JUDGMENT : Prayer: First Appeal filed under Order 44 Rule 1, r/w. Section 96 of C.P.C., against the judgment and Decree passed in O.S.No.525 of 2011 on the file of the I Additional District and Sessions Judge, Tirupur dated 02.04.2013. Aggrieved over the judgment and decree dated 02.04.2013 passed in O.S.No.525 of 2011 on the file of the I Additional District and Sessions Court, Tirupur, the plaintiff has preferred the First Appeal. 2. For the sake of convenience, the parties are referred to as per their rankings in the trial court. 3. Suit for partition. 4. The case of the plaintiff in brief is that one Chennimalai Gounder and Rangappa Gounder are brothers, being the sons of Rayappa Gounder. Chennimalai Gounder had three sons namely Karuppusamy Gounder, Pattae Gounder and Appachi Gounder. An extent of 8.40 acres of land with a well in S.F.No.180 originally belonged to the family of Chennimalai Gounder and his brother Rangappa Gounder ancestrally. Chennimalai Gounder and his three sons were cultivating the said lands along with Rangappa Gounder. From and out of income derived form the ancestral lands and by joint exertion, Chennimalai Gounder consisting of himself and his three sons had purchased an extent of 1.45 acres of land in S.F.No.42 and an extent of 6.54 acres in S.F.No.44 and a well in S.F.No.180 by way of a sale deed dated 18.07.1938. The abovesaid sale deed was taken in the name of Chennimalai Gounder, the Karta of the family, however the said properties were enjoyed as the joint family properties. Chennimalai Gounder died in the year 1948. On his demise, his three sons and Rangappa Gounder had partitioned the ancestral properties by way of a partition deed dated 09.08.1961, under which an extent of 4.20 acres in S.F.No.180 came to be allotted to the share of the sons of Chennimalai Gounder. Subsequently, Chennimalai Gounder’s three sons had partitioned the abovesaid extent of 4.20 acres orally and by way of the same, an extent of 1.33 acres described in the plaint A schedule was allotted to the share of Pattae Gounder. The properties purchased under the sale deed dated 18.07.1938 were partitioned amongst the three sons of Chennimalai Gounder orally and by way of the same, an extent of 3.58 acres described in the plaint B schedule were allotted to the share of Pattae Gounder.

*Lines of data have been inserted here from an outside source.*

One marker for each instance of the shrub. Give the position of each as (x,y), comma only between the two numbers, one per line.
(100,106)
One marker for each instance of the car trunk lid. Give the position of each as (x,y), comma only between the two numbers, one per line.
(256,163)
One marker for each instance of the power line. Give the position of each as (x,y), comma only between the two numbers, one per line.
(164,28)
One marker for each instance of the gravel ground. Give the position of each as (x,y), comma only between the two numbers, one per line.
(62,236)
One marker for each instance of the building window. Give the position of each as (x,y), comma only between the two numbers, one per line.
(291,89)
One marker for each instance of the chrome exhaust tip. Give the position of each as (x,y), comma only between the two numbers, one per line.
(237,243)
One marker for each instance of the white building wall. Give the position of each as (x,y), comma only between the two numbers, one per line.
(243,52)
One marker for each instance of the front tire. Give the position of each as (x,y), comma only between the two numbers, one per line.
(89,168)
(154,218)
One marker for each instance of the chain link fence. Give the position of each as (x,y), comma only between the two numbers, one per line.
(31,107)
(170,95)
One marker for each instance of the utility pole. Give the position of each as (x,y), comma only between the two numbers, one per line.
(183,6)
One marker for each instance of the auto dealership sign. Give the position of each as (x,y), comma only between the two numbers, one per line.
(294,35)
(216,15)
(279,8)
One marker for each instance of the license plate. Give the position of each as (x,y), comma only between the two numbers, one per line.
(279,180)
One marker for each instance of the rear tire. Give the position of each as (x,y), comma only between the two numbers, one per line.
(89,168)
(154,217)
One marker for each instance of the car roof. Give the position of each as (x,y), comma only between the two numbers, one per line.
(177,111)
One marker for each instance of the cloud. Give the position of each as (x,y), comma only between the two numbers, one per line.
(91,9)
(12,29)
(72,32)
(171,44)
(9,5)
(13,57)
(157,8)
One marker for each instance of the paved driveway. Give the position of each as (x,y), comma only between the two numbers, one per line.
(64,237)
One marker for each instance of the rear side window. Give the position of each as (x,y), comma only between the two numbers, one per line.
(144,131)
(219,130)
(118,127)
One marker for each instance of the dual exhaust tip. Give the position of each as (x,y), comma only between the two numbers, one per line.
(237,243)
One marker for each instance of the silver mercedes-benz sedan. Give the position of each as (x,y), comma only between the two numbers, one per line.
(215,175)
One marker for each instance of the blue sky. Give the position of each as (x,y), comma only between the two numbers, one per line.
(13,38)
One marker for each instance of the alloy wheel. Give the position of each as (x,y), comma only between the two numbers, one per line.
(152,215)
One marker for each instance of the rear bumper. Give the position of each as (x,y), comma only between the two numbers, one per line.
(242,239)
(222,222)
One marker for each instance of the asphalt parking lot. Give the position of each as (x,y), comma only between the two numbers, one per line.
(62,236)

The properties purchased under the sale deed dated 18.07.1938 were partitioned amongst the three sons of Chennimalai Gounder orally and by way of the same, an extent of 3.58 acres described in the plaint B schedule were allotted to the share of Pattae Gounder. The house property set out in the plaint C schedule was allotted to Pattae Gounder by way of the partition deed dated 17.11.1980. Thus the plaint schedule properties are the ancestral and joint family properties of Pattae Gounder. The plaintiff and the defendants 1 and 2 are the sons and the defendants 3 and 4 are the daughters of Pattae Gounder. The plaintiff and the defendants 1 and 2 acquired a right by birth in the ancestral properties. Pattae Gounder died on 25.08.1998. On his demise, the plaintiff and the defendants 1 and 2 are each entitled to 6/20 share in the plaint schedule properties whereas the defendants 3 and 4 each entitled to 1/20 share in the plaint schedule properties. The defendants are, on the wrong impression that they are also entitled to obtain equal share in the plaint schedule properties by virtue of the Act 39 of 2005, refusing to amicably allot the share in the plaint schedule properties to the plaintiff and hence according to the plaintiff, he has been necessitated to seek for the partition in the plaint schedule properties and accordingly laid the suit for appropriate reliefs. 5. The defendants 1 and 2 have filed a memo before the trial court accepting the division of the properties as prayed for by the plaintiff and also paid the Court fees and accordingly prayed for the allottment of their shares in the suit properties. 6. The defendants 3 and 4 resisted the plaintiff’s suit and after admitting the relationship between the parties, putforth the case that the properties acquired by Chennimalai Gounder are his separate properties and contended that the plaintiff has to establish the partition effected on 09.08.1961 as well as the oral partition putforth by him and according to the defendants 3 and 4, they being the daughters of Pattae Gounder are entitled to obtain 2/5 share in the plaint schedule properties and accordingly contended that the plaintiff is not entitled to seek the partition and separate possession of 6/20 share in the suit properties as prayed for and sought for the dismissal of the plaintiff’s suit. 7.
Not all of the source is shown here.